À propos du CPE justement, voyons voir ce qui en substance se disait sur les forums de jeunes au niveau national. Morceaux choisis :

Portrait n°1 : Vision des jeunes grévistes par un jeune hexagonal de droite :

"Les étudiants manifestent sans trop savoir pourquoi. En toile de fond, le syndicalisme d’extrême gauche, autiste, et disons le, désespérément écervelé, qui poursuit on ne sait quel but comme un automate : on a tous en tête l’image du chien d’un voisin que l’on entend aboyer tout le jour et toute la nuit, incapable de s’arrêter. Ces manifestants irresponsables et irréfléchis traînent derrière eux une cohorte d’anarchistes qui s’attaquent à nos CRS comme symbole du pouvoir et de la République, et font mine d’être surpris ou choqués. Quel spectacle désolant de médiocrité pendant que des chômeurs crèvent de ne pas avoir de quoi se nourrir. Quelle démonstration éclatante d’un cruel et flagrant manque de lucidité de la part de ces "étudiants", d’un égoïsme méprisant, d’une inconscience profonde des mutations de la société. Ces moutons qui sont descendus dans la rue au soir du 21 avril sont remis dans le près aujourd’hui par les mêmes bergers, pour bramer à tue-tête sans réfléchir".

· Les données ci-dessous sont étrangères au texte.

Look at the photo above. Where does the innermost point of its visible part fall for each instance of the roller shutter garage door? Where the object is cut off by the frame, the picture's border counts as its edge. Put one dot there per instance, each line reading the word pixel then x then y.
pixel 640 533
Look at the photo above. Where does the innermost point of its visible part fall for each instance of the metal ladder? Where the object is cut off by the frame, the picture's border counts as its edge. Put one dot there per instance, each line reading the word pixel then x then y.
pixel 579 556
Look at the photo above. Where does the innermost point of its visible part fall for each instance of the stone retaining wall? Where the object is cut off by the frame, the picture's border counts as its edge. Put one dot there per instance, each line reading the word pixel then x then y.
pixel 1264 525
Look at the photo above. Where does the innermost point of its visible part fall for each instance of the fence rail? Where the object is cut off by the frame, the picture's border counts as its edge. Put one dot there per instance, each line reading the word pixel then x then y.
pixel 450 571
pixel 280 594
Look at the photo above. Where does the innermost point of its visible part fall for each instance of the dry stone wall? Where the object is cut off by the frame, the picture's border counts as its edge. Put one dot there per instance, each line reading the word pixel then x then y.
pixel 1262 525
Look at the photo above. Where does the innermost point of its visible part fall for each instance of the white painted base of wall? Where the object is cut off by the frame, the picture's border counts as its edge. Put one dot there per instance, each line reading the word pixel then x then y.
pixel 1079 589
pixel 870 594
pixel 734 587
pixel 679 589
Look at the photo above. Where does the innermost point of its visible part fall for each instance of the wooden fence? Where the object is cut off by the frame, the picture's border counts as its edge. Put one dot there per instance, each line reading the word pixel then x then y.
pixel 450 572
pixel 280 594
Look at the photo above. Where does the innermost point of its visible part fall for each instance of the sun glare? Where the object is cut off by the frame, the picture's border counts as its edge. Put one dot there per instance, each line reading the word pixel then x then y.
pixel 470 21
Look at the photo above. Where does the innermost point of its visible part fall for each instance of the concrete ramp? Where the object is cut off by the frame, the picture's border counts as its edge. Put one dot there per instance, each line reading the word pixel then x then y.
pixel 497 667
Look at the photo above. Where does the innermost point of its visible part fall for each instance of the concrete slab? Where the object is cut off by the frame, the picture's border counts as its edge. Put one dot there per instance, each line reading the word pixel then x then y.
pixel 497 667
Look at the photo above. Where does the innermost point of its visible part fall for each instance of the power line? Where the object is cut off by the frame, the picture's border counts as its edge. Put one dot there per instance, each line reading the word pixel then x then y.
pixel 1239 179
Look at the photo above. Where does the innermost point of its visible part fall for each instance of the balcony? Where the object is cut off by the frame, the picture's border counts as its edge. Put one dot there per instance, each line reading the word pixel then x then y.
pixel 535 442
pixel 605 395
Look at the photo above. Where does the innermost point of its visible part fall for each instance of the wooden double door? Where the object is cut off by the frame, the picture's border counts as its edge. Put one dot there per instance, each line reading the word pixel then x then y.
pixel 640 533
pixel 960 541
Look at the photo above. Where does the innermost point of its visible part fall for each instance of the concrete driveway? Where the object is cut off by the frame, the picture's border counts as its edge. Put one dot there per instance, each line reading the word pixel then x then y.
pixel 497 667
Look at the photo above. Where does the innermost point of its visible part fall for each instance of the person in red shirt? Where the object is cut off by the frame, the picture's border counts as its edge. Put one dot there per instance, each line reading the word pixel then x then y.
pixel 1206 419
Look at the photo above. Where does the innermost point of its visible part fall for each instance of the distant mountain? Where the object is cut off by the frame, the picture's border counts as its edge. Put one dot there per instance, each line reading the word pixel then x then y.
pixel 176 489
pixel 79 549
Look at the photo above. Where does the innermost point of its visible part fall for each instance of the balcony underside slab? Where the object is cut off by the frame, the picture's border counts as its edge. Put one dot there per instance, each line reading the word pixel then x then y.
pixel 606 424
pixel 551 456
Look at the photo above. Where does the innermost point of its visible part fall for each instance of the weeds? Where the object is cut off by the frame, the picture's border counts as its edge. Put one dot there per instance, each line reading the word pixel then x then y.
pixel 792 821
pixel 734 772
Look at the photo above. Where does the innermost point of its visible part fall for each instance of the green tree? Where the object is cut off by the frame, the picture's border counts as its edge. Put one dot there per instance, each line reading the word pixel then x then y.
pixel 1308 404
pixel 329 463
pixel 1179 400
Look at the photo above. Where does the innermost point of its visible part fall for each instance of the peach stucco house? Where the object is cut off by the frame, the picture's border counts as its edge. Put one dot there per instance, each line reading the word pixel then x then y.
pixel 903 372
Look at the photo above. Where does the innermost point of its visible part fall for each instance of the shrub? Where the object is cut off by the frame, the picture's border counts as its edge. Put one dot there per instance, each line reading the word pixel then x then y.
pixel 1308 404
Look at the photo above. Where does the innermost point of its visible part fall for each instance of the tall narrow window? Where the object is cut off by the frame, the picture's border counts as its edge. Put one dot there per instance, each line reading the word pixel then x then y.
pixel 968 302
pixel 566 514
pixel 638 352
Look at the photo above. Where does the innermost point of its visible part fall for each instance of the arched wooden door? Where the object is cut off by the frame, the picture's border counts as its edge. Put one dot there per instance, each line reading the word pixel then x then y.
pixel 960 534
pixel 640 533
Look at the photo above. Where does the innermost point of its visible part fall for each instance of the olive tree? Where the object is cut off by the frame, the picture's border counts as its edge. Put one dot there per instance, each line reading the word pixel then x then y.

Portrait n° 2 : Vision des pro CPE par un jeune hexagonal de gauche :

"Vive le MEDEF, vive le fric, privatisation des services publics, école, police, armée, non à la sécu, assurances privées ou rien, non au RMI, non au SMIC, privatisation des nationales, plages privées, pas d’études après le collège en-dessous d’un revenu de 100.000 euros annuel, que les prolos bossent et la ferment, vote réservé aux riches, soins réservés aux riches, pas de prolos de plus de 60 ans, ils ne servent à rien, oui au CPE avec un essai de 40 ans, pas d’impôts pour les riches, c’est eux qui font bosser les pauvres, ils ne vont pas payer en plus, remplaçons les grévistes par des immigrés précaires interdits dans les villes après 20 heures, faut qu’ils dorment pour bosser 12 heures ! Des juges élus par les riches, rétablissement de la peine de mort pour vol de pain. Sans blague, vous vous prenez pour qui, vile populace ! Vous n’êtes rien ! Retour à 1935, pas de congés payés, pas de sécu, pas d’hôpitaux publics, c’est bien parti grâce à Villepin et ce sera encore mieux avec Sarkozy. Alors rampez vers de terre. Nous sommes les humains. "Aperçu de la prochaine législature" Embaucher de jeunes esclaves, ça permet de virer les vieux, ils coûtent cher les cadres de plus de 50 ans, les jeunes c’est moins cher et ils ferment leur gueule ou alors, virés !"
Sans commentaires.

UNEF Réunion. UNI Réunion. Tous Réunionnais.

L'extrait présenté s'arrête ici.